Why Kubernetes Becomes Expensive - Allowing Rocketing Consumption

Authors:

Table of Contents

Kubernetes simplifies workload scaling but can lead to increased costs without proper management. Harness Cloud Cost Management provides visibility and optimization tools to track and reduce Kubernetes cluster spend, correlating deployment changes with cost impacts for efficient resource utilization.

The Apollo 11 Guidance Computer only had 32KB of memory to run all of this source code and that was in the 1960s. Fast forward to the 2020s and your smartwatch has exponentially more power so we should consistently be launching rockets from our watches. As computers get more powerful, so does our consumption of resources increase e.g Writh’s/Page’s law.

With every layer of abstraction and generics, we add overhead in the name of agility. Enter Kubernetes which is one of the great equalizers in the modern software ecosystem; application and infrastructure teams can have a common description of what the application needs to be deployed and live on.

A majority if not all of the operational and infrastructure related requirements can be described in one or several YAML files which once you have an awaiting Kubernetes cluster, you are off to the races. Looking at the greater Kubernetes ecosystem today, there are many ways for you to get a cluster.

From local development with Minikube to leveraging one of the public cloud vendors such as EKS and GKE to leveraging a platform-as-a-service like OpenShift; a Kubernetes cluster is just around the corner. Though Kubernetes is a relatively new technology and proliferation in the enterprise is still occurring, with the low barrier to scale workloads in Kubernetes has taken some of the organizational safeguards away in years gone by.

A Time Before Kubernetes

Clearly monumental shifts in computing have occurred since the Apollo Project so we would not go back that far in time. Looking at the time before Kubernetes dating back before 2014 in technology years can seem like an eternity with the current pace of innovation (happy 6th birthday K8s!). Add in a few years for the technology adoption curve for Kubernetes workloads to hit the mainstream, let’s consider what the paradigm looked like before reaping Kubernetes benefits.
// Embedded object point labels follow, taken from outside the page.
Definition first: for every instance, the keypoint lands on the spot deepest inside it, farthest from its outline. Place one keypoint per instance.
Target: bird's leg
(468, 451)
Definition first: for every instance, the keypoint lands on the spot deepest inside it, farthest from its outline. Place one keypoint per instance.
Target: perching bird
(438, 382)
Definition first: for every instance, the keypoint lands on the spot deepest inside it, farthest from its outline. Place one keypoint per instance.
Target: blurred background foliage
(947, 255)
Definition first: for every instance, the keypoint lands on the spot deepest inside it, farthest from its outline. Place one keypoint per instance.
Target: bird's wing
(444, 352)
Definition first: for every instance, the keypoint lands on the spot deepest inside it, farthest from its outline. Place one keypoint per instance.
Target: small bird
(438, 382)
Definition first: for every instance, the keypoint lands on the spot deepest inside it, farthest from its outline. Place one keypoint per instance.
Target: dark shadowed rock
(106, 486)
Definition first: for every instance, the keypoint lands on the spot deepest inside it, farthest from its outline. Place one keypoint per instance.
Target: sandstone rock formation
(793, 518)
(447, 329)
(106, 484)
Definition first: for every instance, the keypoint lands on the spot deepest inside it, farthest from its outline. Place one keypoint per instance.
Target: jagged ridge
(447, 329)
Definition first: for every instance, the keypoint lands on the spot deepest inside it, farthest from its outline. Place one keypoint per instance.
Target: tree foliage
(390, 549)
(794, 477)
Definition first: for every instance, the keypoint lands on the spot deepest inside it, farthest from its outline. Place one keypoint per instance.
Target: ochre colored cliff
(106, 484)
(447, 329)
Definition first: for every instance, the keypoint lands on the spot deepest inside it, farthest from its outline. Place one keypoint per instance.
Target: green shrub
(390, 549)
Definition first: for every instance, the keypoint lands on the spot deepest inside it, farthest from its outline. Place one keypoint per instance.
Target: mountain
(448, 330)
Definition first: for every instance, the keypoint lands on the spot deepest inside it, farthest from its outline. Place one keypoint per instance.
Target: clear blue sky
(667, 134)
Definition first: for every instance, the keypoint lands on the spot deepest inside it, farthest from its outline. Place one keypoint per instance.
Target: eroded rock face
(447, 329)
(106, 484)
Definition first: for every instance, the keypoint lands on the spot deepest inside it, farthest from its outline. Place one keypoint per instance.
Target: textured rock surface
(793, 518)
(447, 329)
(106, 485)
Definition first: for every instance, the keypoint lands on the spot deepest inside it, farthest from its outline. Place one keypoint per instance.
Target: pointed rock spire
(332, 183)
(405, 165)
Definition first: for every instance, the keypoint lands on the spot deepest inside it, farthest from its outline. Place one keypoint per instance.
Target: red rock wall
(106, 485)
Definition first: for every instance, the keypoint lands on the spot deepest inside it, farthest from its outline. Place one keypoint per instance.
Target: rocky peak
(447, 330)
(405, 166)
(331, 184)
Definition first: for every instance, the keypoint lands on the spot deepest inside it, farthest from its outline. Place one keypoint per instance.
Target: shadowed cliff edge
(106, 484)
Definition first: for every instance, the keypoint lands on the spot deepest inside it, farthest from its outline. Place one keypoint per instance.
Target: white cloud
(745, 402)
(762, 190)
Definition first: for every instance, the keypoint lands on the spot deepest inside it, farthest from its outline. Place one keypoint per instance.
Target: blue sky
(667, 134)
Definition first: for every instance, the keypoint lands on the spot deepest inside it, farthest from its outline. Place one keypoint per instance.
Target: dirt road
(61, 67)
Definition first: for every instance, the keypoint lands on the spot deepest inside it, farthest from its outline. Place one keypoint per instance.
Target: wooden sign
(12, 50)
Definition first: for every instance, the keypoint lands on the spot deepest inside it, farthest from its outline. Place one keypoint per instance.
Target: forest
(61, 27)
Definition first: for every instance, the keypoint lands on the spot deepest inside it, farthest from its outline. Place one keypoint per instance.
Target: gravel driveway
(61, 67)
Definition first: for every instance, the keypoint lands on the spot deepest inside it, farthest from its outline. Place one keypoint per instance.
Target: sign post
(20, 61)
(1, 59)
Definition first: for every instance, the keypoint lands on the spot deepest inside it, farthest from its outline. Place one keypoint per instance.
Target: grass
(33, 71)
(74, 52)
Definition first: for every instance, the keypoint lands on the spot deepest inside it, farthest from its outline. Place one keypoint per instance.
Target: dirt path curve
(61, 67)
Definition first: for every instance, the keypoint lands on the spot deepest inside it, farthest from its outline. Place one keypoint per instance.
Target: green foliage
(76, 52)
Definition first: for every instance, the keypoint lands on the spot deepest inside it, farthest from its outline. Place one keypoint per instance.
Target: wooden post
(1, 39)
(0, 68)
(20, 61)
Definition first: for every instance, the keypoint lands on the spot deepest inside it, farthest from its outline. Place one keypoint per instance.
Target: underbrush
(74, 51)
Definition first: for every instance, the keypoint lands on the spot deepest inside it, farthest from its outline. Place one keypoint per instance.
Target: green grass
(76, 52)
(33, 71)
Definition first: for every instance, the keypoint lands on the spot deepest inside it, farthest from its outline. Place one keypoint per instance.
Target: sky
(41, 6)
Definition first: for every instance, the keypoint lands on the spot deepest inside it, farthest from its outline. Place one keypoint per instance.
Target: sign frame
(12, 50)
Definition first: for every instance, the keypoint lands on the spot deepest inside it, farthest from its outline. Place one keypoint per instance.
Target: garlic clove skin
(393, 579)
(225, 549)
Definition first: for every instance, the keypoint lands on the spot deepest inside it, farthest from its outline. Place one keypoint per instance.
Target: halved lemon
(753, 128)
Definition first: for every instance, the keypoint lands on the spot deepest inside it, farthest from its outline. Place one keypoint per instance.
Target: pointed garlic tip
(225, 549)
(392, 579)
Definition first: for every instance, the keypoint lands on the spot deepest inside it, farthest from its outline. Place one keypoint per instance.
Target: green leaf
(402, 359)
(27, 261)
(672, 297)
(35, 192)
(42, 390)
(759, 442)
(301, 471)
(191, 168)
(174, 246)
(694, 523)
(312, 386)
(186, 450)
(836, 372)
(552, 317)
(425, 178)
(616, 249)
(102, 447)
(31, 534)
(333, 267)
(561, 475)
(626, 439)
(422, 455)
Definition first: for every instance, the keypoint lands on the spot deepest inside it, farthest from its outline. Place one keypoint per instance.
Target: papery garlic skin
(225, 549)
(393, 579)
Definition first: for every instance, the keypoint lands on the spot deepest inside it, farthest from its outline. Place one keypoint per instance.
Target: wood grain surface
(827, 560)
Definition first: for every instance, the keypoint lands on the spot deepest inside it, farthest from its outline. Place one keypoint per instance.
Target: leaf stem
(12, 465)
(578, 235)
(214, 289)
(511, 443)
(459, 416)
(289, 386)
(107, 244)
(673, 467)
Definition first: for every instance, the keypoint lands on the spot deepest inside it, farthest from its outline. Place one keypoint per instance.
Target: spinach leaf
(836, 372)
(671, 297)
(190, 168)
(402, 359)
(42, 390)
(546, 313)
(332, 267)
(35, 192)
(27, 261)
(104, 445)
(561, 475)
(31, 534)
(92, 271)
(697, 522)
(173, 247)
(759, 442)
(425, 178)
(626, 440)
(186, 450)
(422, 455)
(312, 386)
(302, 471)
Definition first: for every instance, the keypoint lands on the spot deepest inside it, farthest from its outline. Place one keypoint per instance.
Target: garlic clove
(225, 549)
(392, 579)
Having a distributed application is certainly not a new creation; In the JAVA ecosystem clustering was around since the early 2000s. Testing out cluster functionality or more than one node locally was a challenge. Most likely depending on technology stack would really have to water down the node sizes so two could fit on your machine and for the networking stack increment/offset the needed ports so there was not a collision.

After locally testing, headed towards an upper environment/production, what if you as a developer had to add another node of an application server, let’s say JBoss Wildfly? First, you would not be the one adding the additional node which is part of the organizational safeguards. Most likely you would have a middleware/platform engineer on another team administering the application server clusters. This is because the steps to add a node is not trivial and most likely would incur a license cost with an application server vendor and require additional virtual or physical infrastructure.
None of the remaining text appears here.